サラリーマンである限り、源泉徴収の名のもとに、国から指定されたお金はすべて払わざるをえないのが実態です。
個人事業主の場合、あらゆる出費は経費として精算できないかを試みます。税金を払わないように努力する個人事業主に対し、税務署のチェック機能は働くものの、現時点でもチェック機能の効果は限定的だと感じます。

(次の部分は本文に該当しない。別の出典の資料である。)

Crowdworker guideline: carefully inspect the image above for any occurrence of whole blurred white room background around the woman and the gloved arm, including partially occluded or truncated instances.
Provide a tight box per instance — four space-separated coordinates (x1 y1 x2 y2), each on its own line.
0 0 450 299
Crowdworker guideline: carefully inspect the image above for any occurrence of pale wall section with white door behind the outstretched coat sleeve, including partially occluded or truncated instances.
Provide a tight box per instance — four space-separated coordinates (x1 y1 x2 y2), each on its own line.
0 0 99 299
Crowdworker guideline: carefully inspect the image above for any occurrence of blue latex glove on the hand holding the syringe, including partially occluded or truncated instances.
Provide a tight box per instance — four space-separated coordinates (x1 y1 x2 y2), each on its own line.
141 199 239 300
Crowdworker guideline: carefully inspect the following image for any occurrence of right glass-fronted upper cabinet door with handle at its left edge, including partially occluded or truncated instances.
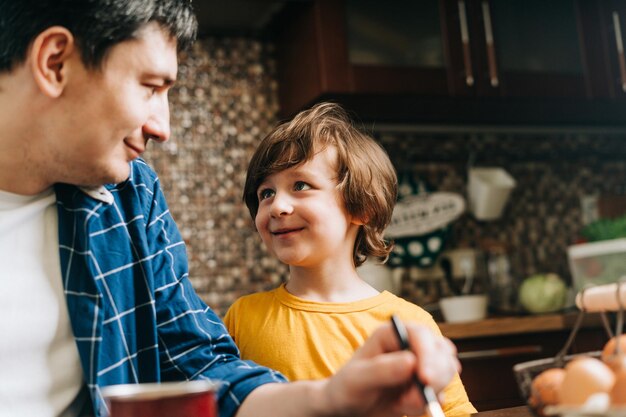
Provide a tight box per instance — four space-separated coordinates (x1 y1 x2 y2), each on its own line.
468 0 594 97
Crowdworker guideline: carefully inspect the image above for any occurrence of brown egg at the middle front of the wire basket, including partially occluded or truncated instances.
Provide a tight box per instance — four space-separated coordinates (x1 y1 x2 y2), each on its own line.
558 357 615 405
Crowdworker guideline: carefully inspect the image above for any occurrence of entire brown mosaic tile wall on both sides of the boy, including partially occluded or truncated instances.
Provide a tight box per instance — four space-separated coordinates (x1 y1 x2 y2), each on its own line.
145 38 626 314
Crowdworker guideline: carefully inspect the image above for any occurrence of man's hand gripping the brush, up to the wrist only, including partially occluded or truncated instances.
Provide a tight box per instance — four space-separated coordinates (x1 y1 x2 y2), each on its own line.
316 324 461 417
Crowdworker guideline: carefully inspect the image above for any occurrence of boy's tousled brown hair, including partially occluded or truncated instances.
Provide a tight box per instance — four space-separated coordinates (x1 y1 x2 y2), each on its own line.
243 102 398 266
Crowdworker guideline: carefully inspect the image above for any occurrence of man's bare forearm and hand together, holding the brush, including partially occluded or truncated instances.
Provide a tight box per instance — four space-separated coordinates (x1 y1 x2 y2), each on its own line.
237 324 461 417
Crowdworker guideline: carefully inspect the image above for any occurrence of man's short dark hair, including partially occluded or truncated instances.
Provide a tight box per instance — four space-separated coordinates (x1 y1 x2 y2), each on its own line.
0 0 197 72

(まとめてサラリーマンから搾取する方が効率が良いからです)
そこで、個人事業主が劇的に増えると、サラリーマンから一律搾取できていた金額というのは大きく減ることになるので、国としては大きな痛手です。
国としての痛手が生まれて初めて、「サラリーマンから搾取すれば良いや」から「本当に効率の良い労働市場を作ろう」という方針に政策が変わっていくと思うのです。

国を変えるにはまず自分を変えるしかない

私がフリーランスになった大きな決め手は、「国や会社が人生を保障してくれるわけではない」という強迫観念でした。
会社員時代、「会社に所属することは、小さなリスクに対してはとても強いが、リーマンショッククラスの大きなリスクに対しては何もできない」ということを学びました。
リーマンショック後、賃金を下げたり会社をたたんだ経営者も少なくないと思うのですが、会社に依存していた社員は再就職もままならなかったでしょう。
天災級の大きなリスクに立ち向かうには、"自分でケツを拭くしかない"という信念のもと、個人事業主として生きていく道を選びました。
お上や会社に何かしてもらうのを待つばかりでなく、自分の意志で道を選んでいく覚悟が増えた世界のその先に、国や制度というものも勝手に追従してくると思うのです。
国も会社も、自分を守るために存在しているわけではありませんので、自分の人生を楽しむ人が多い社会というのが、真に良い社会なのではないかと思った次第です。